Il ne l'avait pas imaginé aussi gros. Le machin devait bien mesurer quatre ou cinq mètres de haut. Il en regrettait presque d'avoir donné carte blanche à Nero. Presque. Après tout, si le réacteur explosait, sortir le colis serait le cadet de leurs soucis.
Jane s'avança pour attraper les poignées du diable. Elle se sentit d'un coup très légère. Elle se retrouva suspendue, à quelques centimètres du sol, impuissante. La structure se mis à luire encore plus. Des images commencèrent à couler dans son cerveau. D'abord des flash, incompréhensibles, qui lui arrachèrent un cris de douleur.
-Shepard! Hurla Alenko en tentant de s'approcher.
-Reculez! Ordonna-t-elle.
Rapidement, des images d'amalgames grotesques de chair et d'acier lui montèrent aux yeux. Des cris strident, presque métalliques, attaquèrent ses oreilles. La mort. L'horreur. La destruction.

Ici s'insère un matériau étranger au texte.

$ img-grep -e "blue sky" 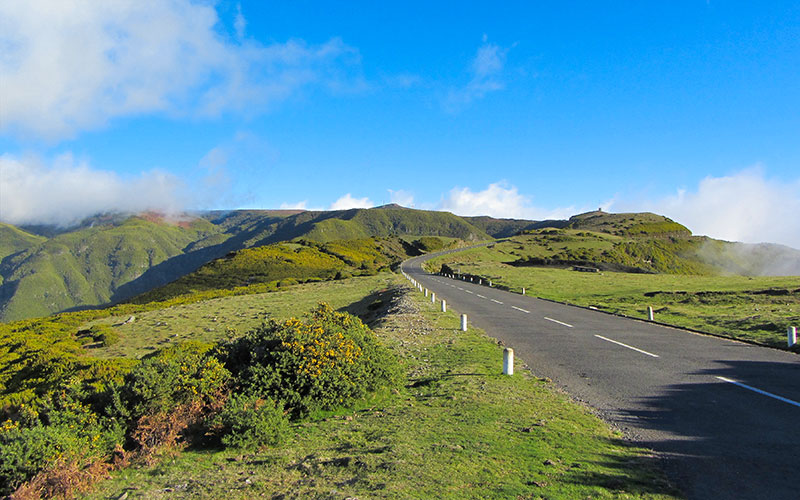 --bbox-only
[0,0,800,247]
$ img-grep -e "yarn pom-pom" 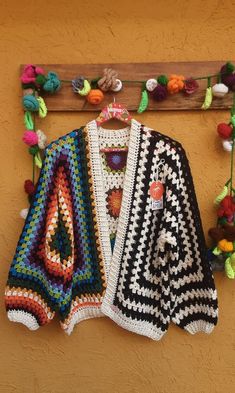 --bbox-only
[86,89,104,105]
[43,71,61,93]
[212,83,228,97]
[78,79,91,96]
[24,180,36,195]
[201,86,213,110]
[22,130,38,146]
[146,78,158,92]
[222,139,233,153]
[167,74,185,94]
[29,145,39,156]
[157,75,168,86]
[183,78,199,95]
[35,66,45,75]
[72,76,85,93]
[20,64,36,83]
[217,123,233,139]
[20,208,29,220]
[151,84,168,102]
[36,130,47,149]
[137,90,149,113]
[22,94,39,112]
[112,79,122,93]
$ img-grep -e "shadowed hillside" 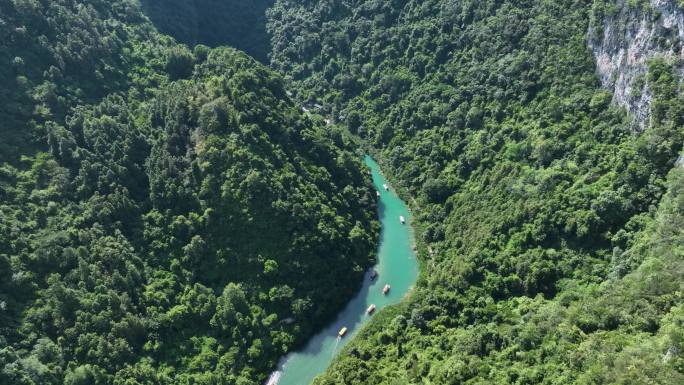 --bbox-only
[141,0,273,62]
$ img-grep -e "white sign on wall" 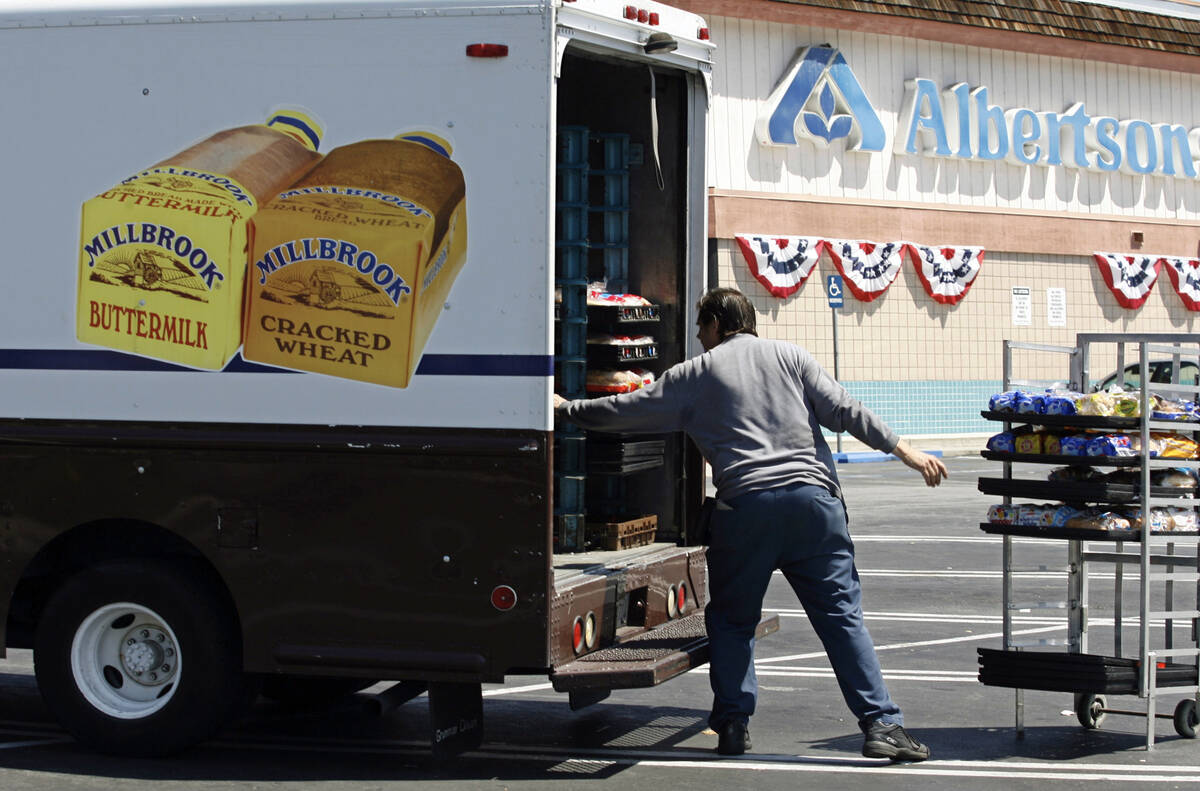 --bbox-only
[1013,286,1033,326]
[1046,288,1067,326]
[755,44,1200,179]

Alenko, était fou de rage. Il crevait d'envie d'aider la commandante, mais il savait qu'elle avait raison. Le colis lui faisait quelque chose. Si il venait l'aider, il serait certainement la prochaine victime. Il ordonna à Williams et Jenkins de reculer. Ils ne pouvaient rien pour elle.

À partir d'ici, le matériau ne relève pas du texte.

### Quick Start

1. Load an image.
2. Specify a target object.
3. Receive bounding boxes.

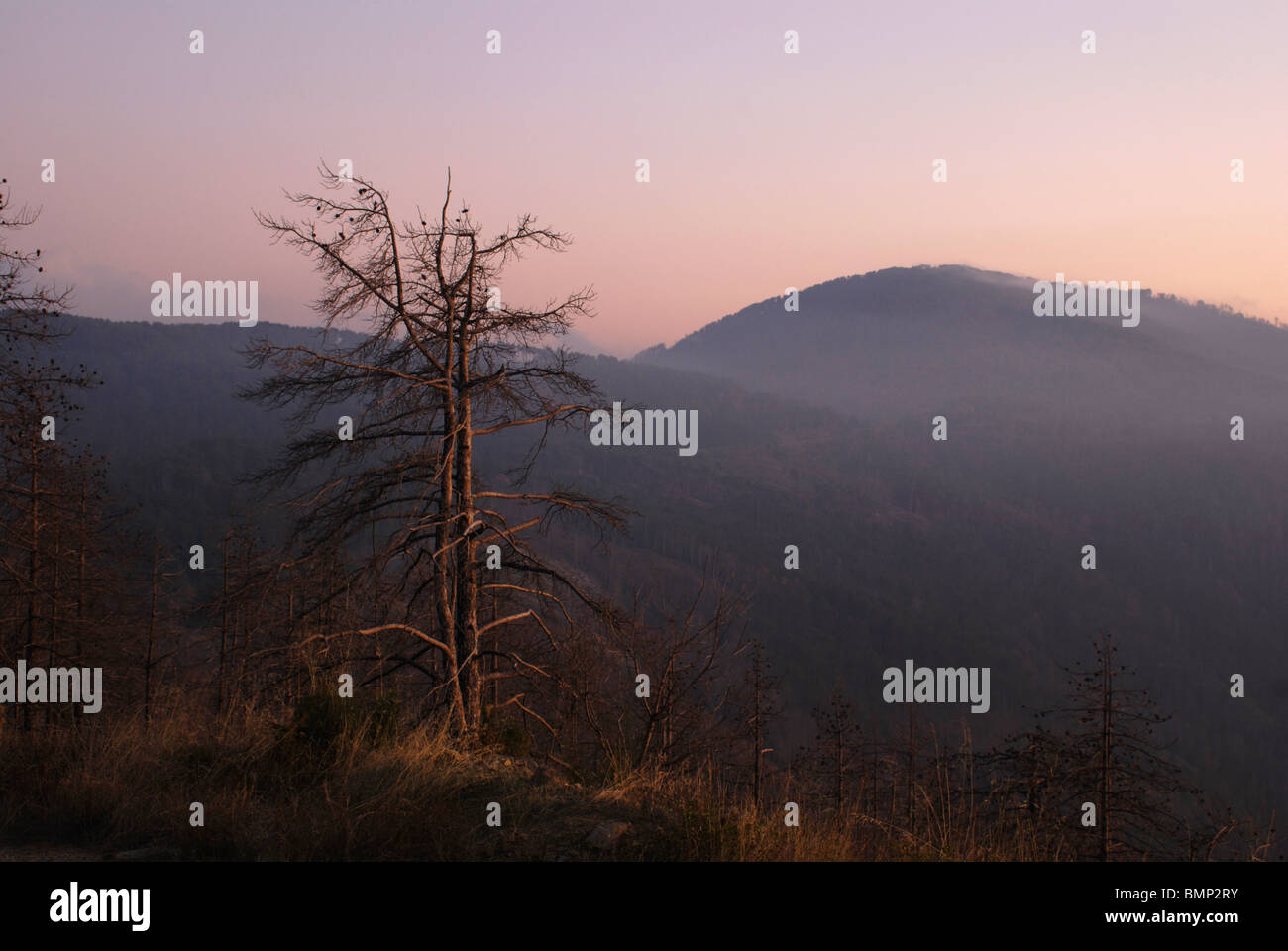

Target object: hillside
[38,268,1288,824]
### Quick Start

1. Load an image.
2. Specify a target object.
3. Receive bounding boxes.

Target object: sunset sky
[10,0,1288,356]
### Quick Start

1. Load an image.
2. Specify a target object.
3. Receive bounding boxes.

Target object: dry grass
[0,697,1026,861]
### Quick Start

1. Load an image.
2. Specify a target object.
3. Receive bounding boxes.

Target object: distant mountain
[50,268,1288,814]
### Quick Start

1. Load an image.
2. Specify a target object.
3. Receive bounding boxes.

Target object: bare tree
[244,166,625,736]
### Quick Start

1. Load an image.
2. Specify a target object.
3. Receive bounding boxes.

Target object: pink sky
[10,0,1288,355]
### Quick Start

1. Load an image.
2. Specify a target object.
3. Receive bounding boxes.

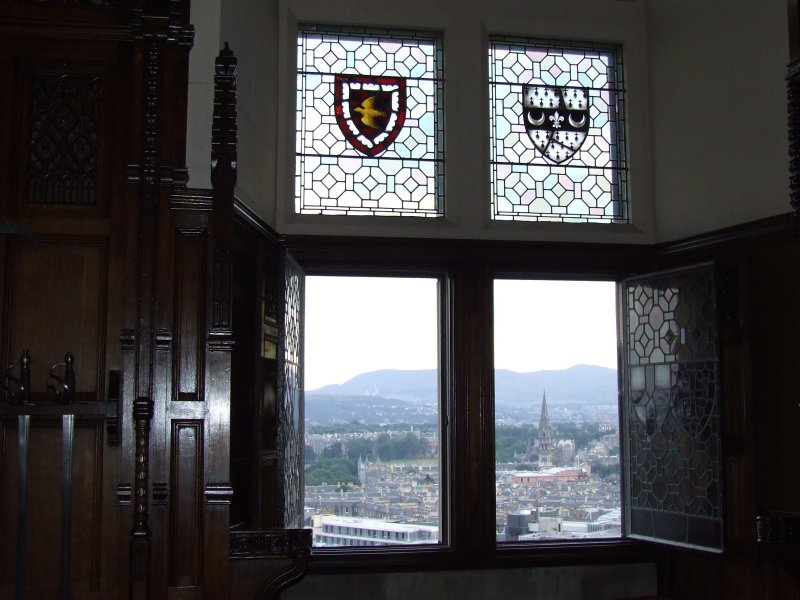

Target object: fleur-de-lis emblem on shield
[334,75,406,156]
[522,85,589,164]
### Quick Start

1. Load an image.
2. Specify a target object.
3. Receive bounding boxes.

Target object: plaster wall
[187,0,789,243]
[647,0,789,241]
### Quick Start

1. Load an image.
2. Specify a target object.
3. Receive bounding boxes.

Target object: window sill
[308,539,656,573]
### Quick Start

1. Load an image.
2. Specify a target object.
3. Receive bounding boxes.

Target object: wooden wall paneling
[168,419,204,594]
[129,1,193,598]
[172,228,209,400]
[25,419,62,598]
[230,222,260,529]
[12,56,116,216]
[2,237,108,400]
[70,419,105,598]
[0,417,19,598]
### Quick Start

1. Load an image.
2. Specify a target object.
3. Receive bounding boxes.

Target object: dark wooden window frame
[286,236,657,573]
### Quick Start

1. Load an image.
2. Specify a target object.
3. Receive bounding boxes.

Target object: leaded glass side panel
[623,265,722,550]
[276,250,305,528]
[489,37,628,223]
[295,26,444,217]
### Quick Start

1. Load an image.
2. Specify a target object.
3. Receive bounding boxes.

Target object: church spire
[539,391,553,452]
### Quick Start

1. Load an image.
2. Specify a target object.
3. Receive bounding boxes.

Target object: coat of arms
[334,75,406,156]
[522,85,589,164]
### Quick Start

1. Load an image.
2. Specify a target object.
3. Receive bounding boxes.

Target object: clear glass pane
[305,277,442,547]
[494,280,621,542]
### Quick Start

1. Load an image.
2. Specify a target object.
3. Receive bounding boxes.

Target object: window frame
[303,261,454,564]
[287,236,657,573]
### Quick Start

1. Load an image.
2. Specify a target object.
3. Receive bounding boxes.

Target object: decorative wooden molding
[230,529,311,559]
[131,398,153,585]
[230,529,311,600]
[153,481,169,506]
[656,213,792,255]
[170,188,214,212]
[211,43,237,330]
[203,483,233,504]
[786,60,800,227]
[114,483,133,506]
[756,513,800,544]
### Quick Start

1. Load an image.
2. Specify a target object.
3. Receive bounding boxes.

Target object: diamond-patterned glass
[489,37,628,223]
[295,26,444,217]
[623,265,722,549]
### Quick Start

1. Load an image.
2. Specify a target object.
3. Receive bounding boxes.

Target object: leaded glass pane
[489,37,628,223]
[623,265,722,550]
[295,26,444,217]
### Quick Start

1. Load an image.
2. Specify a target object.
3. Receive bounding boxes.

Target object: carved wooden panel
[2,238,108,400]
[10,59,119,214]
[0,418,103,598]
[169,420,203,586]
[25,74,103,204]
[173,229,208,400]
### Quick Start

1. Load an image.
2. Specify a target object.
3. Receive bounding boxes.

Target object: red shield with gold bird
[334,75,406,156]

Les images accélérèrent, les cris devinrent de plus en plus strident, comme si l'artefact perdait patience et tentait, à présent, de les marteler de force dans son crane. La lumière verte devint alors blanche. Alenko et les autres entendaient, à présent, un sifflement émaner de la structure, qui, brusquement, éclata.
Jane fut projetée de l'autre côté de la chambre forte, dans un nuage de débris, qui martelèrent sa combinaison. La dernière chose qu'elle vit fut Kaiden Alenko, qui se ruait vers elle, sa visière dépolarisée laissant voir un visage paniqué et horrifié.